Gora. Rabindranath Tagore
Чтение книги онлайн.
Читать онлайн книгу Gora - Rabindranath Tagore страница 5
“Ah, Binoy!” dedi sabrı tükenen Gora. “Hayal âleminde yaşamaktan vazgeç artık. Bu hiçbir işe yaramıyor, yalnızca sana zaman kaybettiriyor.”
“Çevrende olup bitenleri hiç önemsemiyorsun. Onun için göremediğin şeyleri kafanda canlandırıyorsun. Ben annenin bir sırrı olduğundan eminim, bu onun çevresiyle uyum sağlamasına engel olan ve aile yaşamındaki mutluluğuna gölge düşüren bir sır. Gora, onun söylediklerini daha dikkatli dinlemelisin.”

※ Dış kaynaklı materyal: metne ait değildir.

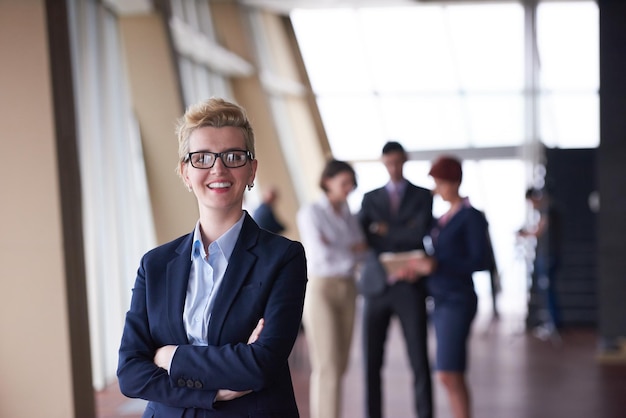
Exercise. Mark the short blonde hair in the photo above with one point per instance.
(215, 112)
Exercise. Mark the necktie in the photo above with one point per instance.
(394, 199)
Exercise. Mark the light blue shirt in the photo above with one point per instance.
(205, 279)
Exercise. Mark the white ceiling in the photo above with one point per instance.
(284, 6)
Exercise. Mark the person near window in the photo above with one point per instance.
(547, 233)
(395, 219)
(459, 247)
(215, 313)
(334, 244)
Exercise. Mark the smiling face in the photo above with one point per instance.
(219, 188)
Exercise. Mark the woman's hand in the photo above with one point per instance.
(256, 331)
(163, 356)
(229, 395)
(414, 269)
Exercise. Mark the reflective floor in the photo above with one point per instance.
(513, 374)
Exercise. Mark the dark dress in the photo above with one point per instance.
(460, 247)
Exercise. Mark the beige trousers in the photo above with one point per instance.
(328, 319)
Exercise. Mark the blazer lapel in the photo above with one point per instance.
(241, 262)
(177, 279)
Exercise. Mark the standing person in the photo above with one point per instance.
(189, 345)
(264, 214)
(334, 244)
(395, 218)
(459, 248)
(547, 232)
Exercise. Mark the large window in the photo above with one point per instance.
(489, 82)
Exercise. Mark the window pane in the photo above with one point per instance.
(353, 126)
(407, 49)
(495, 120)
(568, 42)
(570, 120)
(487, 46)
(331, 49)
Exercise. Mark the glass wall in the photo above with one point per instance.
(490, 83)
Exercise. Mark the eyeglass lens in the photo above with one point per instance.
(206, 159)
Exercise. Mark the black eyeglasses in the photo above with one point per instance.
(231, 158)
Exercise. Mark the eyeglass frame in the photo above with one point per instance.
(220, 155)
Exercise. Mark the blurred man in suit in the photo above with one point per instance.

“Ben kulağımın işittiği her şeye dikkat ediyorum.” dedi Gora. “Ama kendimi kandırmaktan korktuğum için olayların derinine inmiyorum.”
4
Soyut görüşler de somut gerçekler kadar güçlüdür ama insanlara aşılanmak istenildiğinde kesinliklerini yitirirler. Bu, en azından kalbinin sesini dinleyen Binoy için geçerliydi. Bir tartışmada inandığı ilkeleri ne kadar hararetle savunursa savunsun, sıra bunu insanlara kabul ettirmeye geldiğinde onların düşünceleri üstün gelirdi. Bu konuda öyle zayıftı ki, Gora’nın ilkelerinin ne kadarını kendi iyiliği için, ne kadarını yakın arkadaşlıklarının hatırına kabullendiğini kendisi bile bilmezdi.
O yağmurlu günün akşamında, Gora’nın evinden çıktıktan sonra çamurlu sokaklarda yavaş yavaş evine doğru yürürken ilkelerle duyguları arasında bir çatışma yaşıyordu.
Gora, içinde bulundukları dönemde toplumu açık ve gizli saldırılardan korumak için her şeyden önce aile düzeni ve kastlarla ilgili konuların üzerinde durulması gerektiğini söylediğinde, Binoy hiç karşı çıkmadan buna katılmıştı. Bunun da ötesinde, bu konuda onlarla aynı görüşte olmayanlarla ateşli tartışmalara girmişti. Onlara, düşman her yönden kaleye saldırdığı zaman insanın yaşamını tehlikeye atarak bütün sokakları, kapıları, pencereleri, hatta düşmanın kaleye sızmasına olanak verecek küçük çatlakları bile korumak istemesinin liberal düşünceye ters düşmediğini söylemişti.
Ama Gora’nın, annesinin odasında yemek yemesine izin vermemesi onu derinden etkileyen bir darbe olmuştu.
Binoy babasını hiç tanımamıştı, annesini de küçük yaşlarda kaybetmişti. Köyde bir amcası vardı ama genç yaşlarda Kalküta’da okula girmiş ve yalnız yaşamaya başlamıştı. Arkadaşı Gora’nın onu annesiyle tanıştırdığı günden beri Anandamoyi’yi “anne” diye çağırıyordu.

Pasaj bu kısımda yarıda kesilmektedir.